El país no puede darse el lujo de que los polos de desarrollo, las industrias, la generación de empleo se sigan concentrando en Bogotá, Antioquia, Cundinamarca y Valle del Cauca, excluyendo más de la mitad del territorio nacional.

En la agenda del nuevo gobierno, el desarrollo regional es una de las prioridades. En ese sentido la Federación Nacional de Departamentos considera que se deben profundizar la descentralización, el empoderamiento y mayor autonomía de los gobiernos locales y destinar mayores recursos para desarrollar sus proyectos. Estos son algunas de las prioridades de las regiones:

•    Más recursos: los departamentos piden una reforma al Sistema General de Participaciones (SGP), que son los recursos que les transfiere la nación para salud, educación, agua potable y saneamiento básico. Estiman que por lo menos el 35 % de los ingresos corrientes de la nación se deberían ir a las regiones. 

•    Reforma tributaria territorial: uno de los principales problemas de los territorios es la limitada generación de recursos propios. El año pasado el recaudo por impuestos de las regiones ascendió a $10,5 billones, de los cuales el 60 % está concentrado en Antioquia, Cundinamarca, Valle del Cauca, Santander, Atlántico y Bolívar.

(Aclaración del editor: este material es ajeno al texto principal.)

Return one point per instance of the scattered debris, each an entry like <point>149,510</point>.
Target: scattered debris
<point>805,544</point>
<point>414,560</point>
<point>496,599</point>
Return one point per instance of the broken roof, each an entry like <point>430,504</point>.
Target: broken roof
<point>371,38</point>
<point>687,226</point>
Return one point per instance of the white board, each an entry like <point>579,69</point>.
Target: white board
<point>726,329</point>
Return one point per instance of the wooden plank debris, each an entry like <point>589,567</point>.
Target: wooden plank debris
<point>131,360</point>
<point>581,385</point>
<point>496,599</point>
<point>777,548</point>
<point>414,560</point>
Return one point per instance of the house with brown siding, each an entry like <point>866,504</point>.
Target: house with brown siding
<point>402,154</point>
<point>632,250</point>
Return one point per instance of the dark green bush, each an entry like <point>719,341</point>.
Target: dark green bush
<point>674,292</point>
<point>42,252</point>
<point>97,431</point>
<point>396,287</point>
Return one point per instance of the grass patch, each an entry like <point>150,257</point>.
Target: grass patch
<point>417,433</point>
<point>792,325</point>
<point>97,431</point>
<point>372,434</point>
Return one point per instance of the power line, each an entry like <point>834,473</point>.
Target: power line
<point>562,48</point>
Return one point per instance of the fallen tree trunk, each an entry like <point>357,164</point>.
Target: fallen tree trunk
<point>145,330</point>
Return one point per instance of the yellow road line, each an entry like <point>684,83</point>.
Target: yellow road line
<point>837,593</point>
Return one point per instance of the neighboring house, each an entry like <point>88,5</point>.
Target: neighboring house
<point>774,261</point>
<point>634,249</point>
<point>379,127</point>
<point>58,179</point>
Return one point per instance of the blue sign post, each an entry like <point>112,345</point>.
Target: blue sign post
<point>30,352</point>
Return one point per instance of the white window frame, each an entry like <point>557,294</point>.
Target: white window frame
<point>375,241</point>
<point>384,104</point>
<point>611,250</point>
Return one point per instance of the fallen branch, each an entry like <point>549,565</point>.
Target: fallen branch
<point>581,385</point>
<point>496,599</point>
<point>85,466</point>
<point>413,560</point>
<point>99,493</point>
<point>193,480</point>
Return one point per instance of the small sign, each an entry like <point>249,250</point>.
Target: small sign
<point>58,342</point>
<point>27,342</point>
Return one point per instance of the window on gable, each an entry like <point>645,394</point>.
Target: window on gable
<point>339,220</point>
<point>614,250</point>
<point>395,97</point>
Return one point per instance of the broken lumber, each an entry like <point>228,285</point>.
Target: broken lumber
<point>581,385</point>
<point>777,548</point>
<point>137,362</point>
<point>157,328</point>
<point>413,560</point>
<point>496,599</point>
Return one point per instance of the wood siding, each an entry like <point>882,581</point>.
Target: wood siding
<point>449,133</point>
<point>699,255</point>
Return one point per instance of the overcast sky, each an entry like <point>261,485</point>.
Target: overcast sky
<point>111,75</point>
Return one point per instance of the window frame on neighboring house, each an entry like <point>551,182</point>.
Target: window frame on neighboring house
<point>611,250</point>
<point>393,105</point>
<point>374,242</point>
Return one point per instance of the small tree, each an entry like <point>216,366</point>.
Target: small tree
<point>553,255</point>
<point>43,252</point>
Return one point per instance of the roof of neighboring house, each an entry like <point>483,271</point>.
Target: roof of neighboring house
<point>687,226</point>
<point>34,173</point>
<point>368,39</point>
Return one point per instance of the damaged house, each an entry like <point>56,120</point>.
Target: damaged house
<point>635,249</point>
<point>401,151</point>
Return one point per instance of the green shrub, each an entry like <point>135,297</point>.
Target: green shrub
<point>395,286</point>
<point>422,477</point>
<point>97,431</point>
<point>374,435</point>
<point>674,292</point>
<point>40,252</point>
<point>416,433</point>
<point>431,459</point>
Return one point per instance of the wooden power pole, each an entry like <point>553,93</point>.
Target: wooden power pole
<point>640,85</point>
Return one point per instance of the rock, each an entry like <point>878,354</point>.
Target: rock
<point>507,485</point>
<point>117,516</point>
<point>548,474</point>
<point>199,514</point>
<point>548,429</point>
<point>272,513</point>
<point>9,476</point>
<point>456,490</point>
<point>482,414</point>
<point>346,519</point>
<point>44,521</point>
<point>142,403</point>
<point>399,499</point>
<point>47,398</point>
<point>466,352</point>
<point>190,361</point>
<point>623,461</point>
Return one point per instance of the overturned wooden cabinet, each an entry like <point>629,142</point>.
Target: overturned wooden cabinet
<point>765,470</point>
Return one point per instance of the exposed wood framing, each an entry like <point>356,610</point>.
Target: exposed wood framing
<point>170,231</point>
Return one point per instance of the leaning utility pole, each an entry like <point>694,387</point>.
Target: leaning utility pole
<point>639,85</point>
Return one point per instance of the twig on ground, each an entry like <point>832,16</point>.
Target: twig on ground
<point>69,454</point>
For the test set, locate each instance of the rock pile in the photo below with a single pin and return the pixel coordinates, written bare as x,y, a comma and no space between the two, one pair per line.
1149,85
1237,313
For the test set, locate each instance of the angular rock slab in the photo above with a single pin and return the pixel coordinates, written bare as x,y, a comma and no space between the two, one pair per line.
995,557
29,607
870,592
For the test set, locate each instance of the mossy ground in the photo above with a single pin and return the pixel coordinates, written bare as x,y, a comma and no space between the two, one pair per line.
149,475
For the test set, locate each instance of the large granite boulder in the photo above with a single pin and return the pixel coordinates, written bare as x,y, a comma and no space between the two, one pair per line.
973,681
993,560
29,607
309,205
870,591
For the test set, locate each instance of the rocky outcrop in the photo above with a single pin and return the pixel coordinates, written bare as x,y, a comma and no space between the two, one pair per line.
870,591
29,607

Amylkar Acosta, exministro de Minas y Energía y experto en temas de descentralización, dice que en 30 años se han aprobado 17 reformas tributarias para la nación, pero ninguna para las regiones. Eso explica la concentración del recaudo que se queda 83 % en la nación, 12 % en los municipios y menos del 5 % en los departamentos. 

Sin embargo, en el manejo de recursos propios y a través de transferencias de la nación, es fundamental su rigurosa ejecución y un mayor seguimiento por parte de los organismos de control, para evitar que se repita lo que ocurre con las regalías, que por actos de corrupción de unos, terminan en proyectos que se convierten en elefantes blancos.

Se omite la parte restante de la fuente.